Discover: Now all the content in Discover — Tweets, Activity, Trends and suggestions of accounts to follow — appears in a single stream, on both iPhone and Android. You can also dive into Activity and Trends from new previews at the top of the Discover tab.

Search: Search results now surface the most relevant mix of Tweets, photos, and accounts, all in one stream (similar to the stream in Discover). We’ve also added a new search button to Twitter for iPhone, letting you search from anywhere within the app. (This button was already available in the Android and iPad apps.) Look for the magnifying glass icon next to the button you use to compose a Tweet.
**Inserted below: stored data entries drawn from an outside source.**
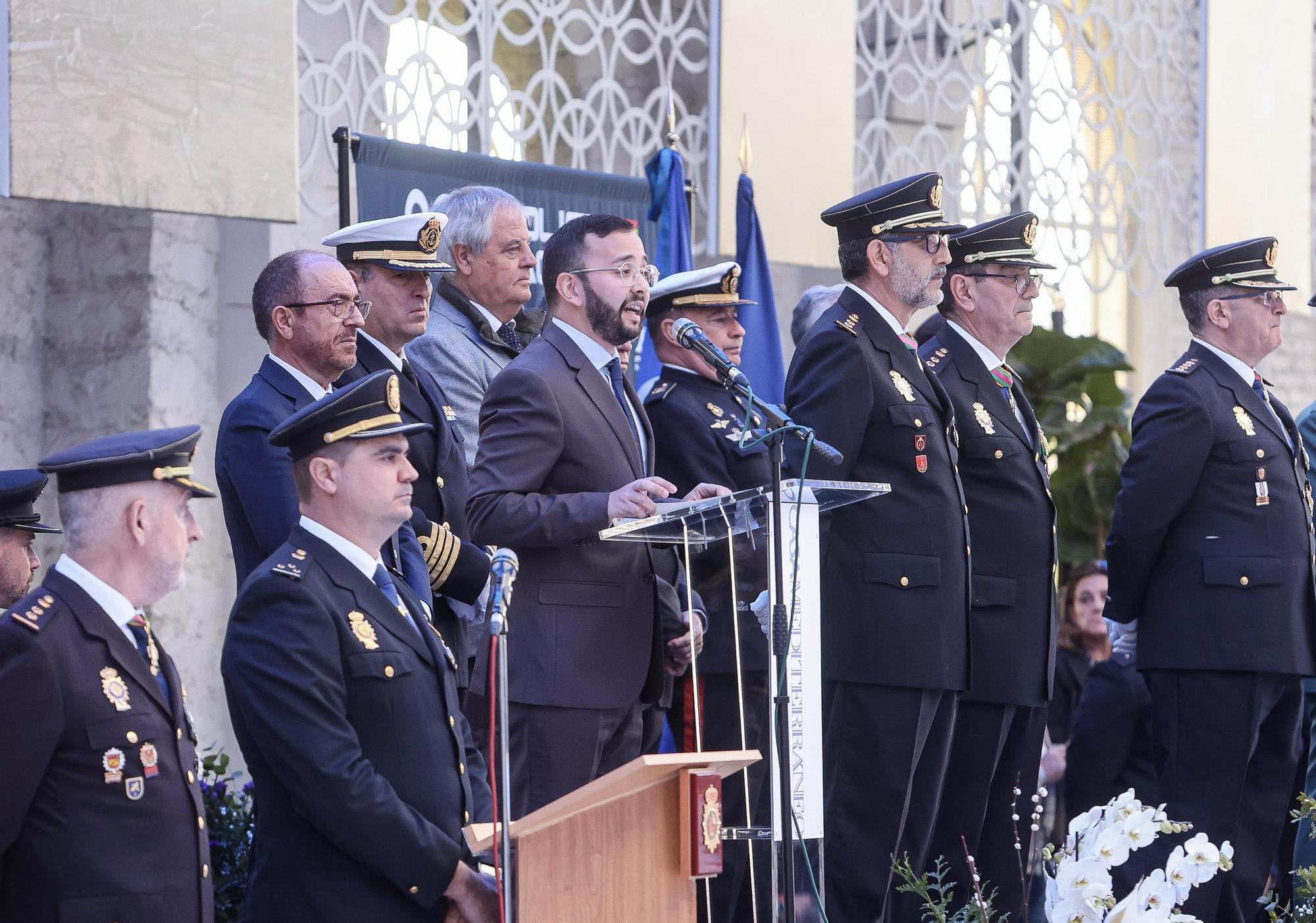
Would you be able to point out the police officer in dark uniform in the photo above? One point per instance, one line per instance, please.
(19, 526)
(1002, 718)
(698, 433)
(102, 817)
(896, 570)
(1211, 551)
(398, 288)
(344, 695)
Connect: To provide a simpler experience in the Connect tab, the default view is now Interactions, which shows you new followers, retweets and mentions. If you prefer to view only your mentions in Connect, you can adjust the default in settings – find the “Connect tab” option and select “Mentions only”.
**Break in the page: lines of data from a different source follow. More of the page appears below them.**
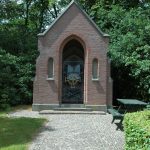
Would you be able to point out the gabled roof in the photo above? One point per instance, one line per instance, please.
(82, 11)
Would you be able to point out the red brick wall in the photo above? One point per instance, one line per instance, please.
(73, 24)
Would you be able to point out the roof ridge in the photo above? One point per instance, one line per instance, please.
(84, 13)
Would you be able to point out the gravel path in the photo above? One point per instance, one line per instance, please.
(76, 132)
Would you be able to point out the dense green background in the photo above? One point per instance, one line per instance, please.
(126, 21)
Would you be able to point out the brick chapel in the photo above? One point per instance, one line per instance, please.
(73, 68)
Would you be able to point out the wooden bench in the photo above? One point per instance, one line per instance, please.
(116, 114)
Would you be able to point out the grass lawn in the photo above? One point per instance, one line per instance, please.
(17, 133)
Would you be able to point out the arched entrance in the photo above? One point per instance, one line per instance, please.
(73, 73)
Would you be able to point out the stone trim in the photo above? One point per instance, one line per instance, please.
(39, 107)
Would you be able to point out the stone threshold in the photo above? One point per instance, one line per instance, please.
(44, 112)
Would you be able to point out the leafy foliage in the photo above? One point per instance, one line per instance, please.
(137, 130)
(15, 80)
(129, 48)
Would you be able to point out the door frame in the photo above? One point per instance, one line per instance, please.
(63, 42)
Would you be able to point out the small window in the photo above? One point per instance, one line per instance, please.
(95, 69)
(50, 68)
Links: Click a URL in a Tweet to go directly to that website from any timeline and get to content highlighted on Twitter faster. (Previously, when you tapped any part of a Tweet, it would first expand and then a second click was required to get to the website.)

It’s nice to see that you don’t have to do any extra tapping to click a link. This is a nice step towards efficiency and leaves you with with more clicks for all of your important BuzzFeed cat shares. The Twitter engineering team took things a step further to explain how it decides what to show you, based on “burstiness,” which is clearly a highly technical term.

Certain types of content may not have many relevant items to show for a particular input query, in which case we may choose not to include this type of content in search results. In other cases, for instance if query volume or matched item counts have an unusual spike (what we call a “burst”), we show this type and may also boost it to appear at a higher place in the results. To facilitate this, we represent trends in searches or matching result counts as a single number that is proportional to the level of “burstiness”.

Eventually, we should expect that Twitter starts to learn our tendencies, including who we interact with the most. For example, if you tend to expand a tweet from the same person a lot, especially if there’s a photo embedded, it should do it automatically.